At that moment . . . at the peak of my happy momma feelings I got a text from a man I had forgotten about. I don't think I was ever fully into him. I would have blocked him a lot sooner if I wasn't so amused by his texts. I directed him to this blog and told him to call me if I didn't scare him away. He never did call me.
The laughs keep coming from this one and I did finally block him. I'm usually nicer to men in general but there is nothing about him I would want to protect and I'm not always nice.
I wouldn't call myself a male hater. I love men. I love the way they look and smell. I love their strength. I love the way they think in the direct lines of logic. I love the way they see things the way I can't. Ultimately I would love to find a man who I believe in and would be willing to submit to. It wouldn't be out of fear but out of respect. He wanted to be the Alpha Male, but he was far from my ideal and he didn't get it in the texts I ignored or the kindness I offered in scaring him away with my authenticity here. I knew it would make him walk. He's not the droid (or man) I'm looking for. I never entertained the idea of him meeting my boys and I was never interested in giving up my alone time for him.
My laughter died down and my boys asked what was funny. I didn't explain that he suggested I might want to call him after insulting me when I wasn't making any effort to be on his radar to begin with. Instead I told them there was a silly boy that thought their mom was dumb or that he meant enough to hurt my feelings. He just didn't have that power.
I realized that we were in a perfect space as a family. As mom, I'm raising men to be proud of. (Still working on those times when Kid3 rage quits.) Apart, I'm sure their Dad is doing better than he ever did as my spouse and I can relax in the knowledge that we're doing right by them. I don't have to worry about them when I don't have custody.
As far as dating, setting that bar really high and raising it with each solid man that I meet, whether or not he's the one for me, is the right choice. I was having a moment in the last few days, wondering if maybe the bar is too high. I got my answer yesterday, and no, it's not too high. I could probably even raise it to match the man that's been making me smile like a blushing idiot all day. (I don't intimidate him.) Deciding on what I want and knowing when I'm not looking at it feels powerful. I don't feel powerful in a dominant aggressive way, but in the way where I get to control my life, unmoved by insignificance. I don't have to believe someone else's value of me because I know who I'm showing up as to myself and to the only boys that really matter to me - the ones that are part of me and grew strong right under my heart.
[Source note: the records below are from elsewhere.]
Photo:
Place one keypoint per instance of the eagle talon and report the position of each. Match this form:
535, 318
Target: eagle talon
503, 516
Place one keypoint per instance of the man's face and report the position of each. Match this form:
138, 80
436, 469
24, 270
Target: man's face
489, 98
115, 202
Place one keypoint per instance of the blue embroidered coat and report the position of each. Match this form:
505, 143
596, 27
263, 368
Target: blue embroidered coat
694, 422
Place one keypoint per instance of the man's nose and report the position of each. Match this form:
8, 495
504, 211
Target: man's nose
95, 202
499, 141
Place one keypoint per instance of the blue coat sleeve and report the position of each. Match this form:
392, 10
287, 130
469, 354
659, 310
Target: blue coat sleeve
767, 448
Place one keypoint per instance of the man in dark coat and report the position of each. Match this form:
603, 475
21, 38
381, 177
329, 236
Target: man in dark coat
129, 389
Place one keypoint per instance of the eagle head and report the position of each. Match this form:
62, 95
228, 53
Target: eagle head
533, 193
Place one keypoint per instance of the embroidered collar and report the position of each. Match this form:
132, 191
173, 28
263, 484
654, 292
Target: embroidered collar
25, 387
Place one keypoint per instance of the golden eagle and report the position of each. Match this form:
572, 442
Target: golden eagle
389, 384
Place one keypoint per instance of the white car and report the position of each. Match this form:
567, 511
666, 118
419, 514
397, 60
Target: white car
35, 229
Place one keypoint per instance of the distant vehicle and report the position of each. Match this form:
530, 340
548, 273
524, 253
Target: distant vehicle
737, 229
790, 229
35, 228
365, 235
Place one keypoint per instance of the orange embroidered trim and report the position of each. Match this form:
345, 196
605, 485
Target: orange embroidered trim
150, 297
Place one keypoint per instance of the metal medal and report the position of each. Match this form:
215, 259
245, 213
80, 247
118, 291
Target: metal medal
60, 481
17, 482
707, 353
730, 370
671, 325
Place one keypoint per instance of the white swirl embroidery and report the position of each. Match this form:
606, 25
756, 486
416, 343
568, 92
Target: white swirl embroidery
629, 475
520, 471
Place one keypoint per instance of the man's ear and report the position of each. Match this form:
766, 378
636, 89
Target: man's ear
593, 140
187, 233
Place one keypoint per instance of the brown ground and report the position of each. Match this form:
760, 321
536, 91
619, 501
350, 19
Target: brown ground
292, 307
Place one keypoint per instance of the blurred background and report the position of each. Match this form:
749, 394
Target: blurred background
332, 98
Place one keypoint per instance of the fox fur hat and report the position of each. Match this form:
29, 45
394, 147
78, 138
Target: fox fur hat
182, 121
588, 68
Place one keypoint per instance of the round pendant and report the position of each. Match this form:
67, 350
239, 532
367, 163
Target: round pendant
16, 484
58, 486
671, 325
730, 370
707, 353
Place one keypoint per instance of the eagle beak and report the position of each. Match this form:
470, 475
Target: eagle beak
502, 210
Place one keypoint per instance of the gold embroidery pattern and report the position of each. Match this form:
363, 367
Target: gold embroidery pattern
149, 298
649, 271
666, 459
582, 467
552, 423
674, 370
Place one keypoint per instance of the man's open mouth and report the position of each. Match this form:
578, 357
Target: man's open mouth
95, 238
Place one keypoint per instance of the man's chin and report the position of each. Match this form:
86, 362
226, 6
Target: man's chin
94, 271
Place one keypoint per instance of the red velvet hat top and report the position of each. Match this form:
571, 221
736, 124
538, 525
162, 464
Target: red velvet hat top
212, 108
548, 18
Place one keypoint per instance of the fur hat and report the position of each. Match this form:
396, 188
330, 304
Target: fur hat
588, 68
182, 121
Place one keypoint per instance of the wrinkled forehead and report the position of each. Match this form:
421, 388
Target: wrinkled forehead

I think about who I was a handful of years ago. This boy might have hurt my feelings back then. I've never met him in person and we never had much to discuss through text. He read enough of my blog to feel threatened enough to do more than just fade away. It broke whatever false kindness he thought was enough for me to offer something he wasn't even worthy enough to look at. Call it ego. I know my worth. Once upon a time, I might have valued his opinion with only a glimpse of my personality through my words, and it might have mattered more than my desires for my life. That's insane to me now. I like that it's so crazy because this life I get to lead is that important to me.